Bei deren Umsetzung würden Unternehmen nach Angaben des Ministeriums um 3,3 Milliarden Euro entlastet. Insbesondere kleine und mittlere Firmen würden profitieren. Für private Haushalte ergäben sich Einsparungen von 1,2 Milliarden Euro und für die Finanzverwaltung von nahezu 300 Millionen Euro.
Kommunen ächzen
Bundesfinanzminister Wolfgang Schäuble bot bei der angestrebten Steuervereinfachung Ländern und Kommunen an, dass der Bund die damit verbundenen Einnahmeausfälle von voraussichtlich 500 Millionen Euro im Jahr allein schultert und voll kompensiert. Mit seinem Angebot beugt Schäuble möglichen Widerständen der Länder im Bundesrat vor. Dort hat Schwarz-Gelb keine Mehrheit mehr. Die von Union und FDP geplanten Maßnahmen zur Steuervereinfachung sollen zum 1. Januar 2012 in Kraft treten.
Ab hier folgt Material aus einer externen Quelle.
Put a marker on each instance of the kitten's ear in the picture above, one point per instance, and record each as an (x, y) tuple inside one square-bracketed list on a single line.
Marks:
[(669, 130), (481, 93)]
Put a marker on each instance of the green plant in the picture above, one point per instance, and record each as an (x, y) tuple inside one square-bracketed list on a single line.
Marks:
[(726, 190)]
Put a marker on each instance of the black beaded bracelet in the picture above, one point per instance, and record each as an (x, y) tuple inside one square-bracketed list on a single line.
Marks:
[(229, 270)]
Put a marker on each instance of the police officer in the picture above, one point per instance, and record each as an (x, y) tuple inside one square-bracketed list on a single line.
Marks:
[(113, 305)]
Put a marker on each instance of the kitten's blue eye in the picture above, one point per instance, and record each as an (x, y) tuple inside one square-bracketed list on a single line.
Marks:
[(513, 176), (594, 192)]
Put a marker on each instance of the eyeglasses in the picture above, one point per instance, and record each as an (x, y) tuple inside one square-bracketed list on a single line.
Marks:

Trotz Wirtschaftsaufschwungs und sprudelnder Steuerquellen erwarten die Kommunen für dieses Jahr ein Rekorddefizit. Erstmals in der Geschichte der Bundesrepublik werde die Lücke zwischen Einnahmen und Ausgaben ein zweistelliger Milliardenbetrag sein, sagte der Hauptgeschäftsführer des Deutschen Städtetages, Stephan Articus.
Nordrhein-Westfalens Ministerpräsidentin Hannelore Kraft forderte deshalb vom Bund schnelle finanzielle Hilfe für die Kommunen. So müsse der Bund einen höheren Anteil an den Sozialkosten übernehmen, sagte sie in einer Sondersitzung des Düsseldorfer Landtags. In NRW können die finanziell angeschlagenen Kommunen mit Hilfe des Landes rechnen. In einer Sondersitzung sprach sich der Landtag mit den Stimmen von SPD, Grünen und CDU dafür aus, Städten und Gemeinden jährlich mit mindestens 300 bis 400 Millionen Euro beim Abbau ihrer Schulden zu helfen.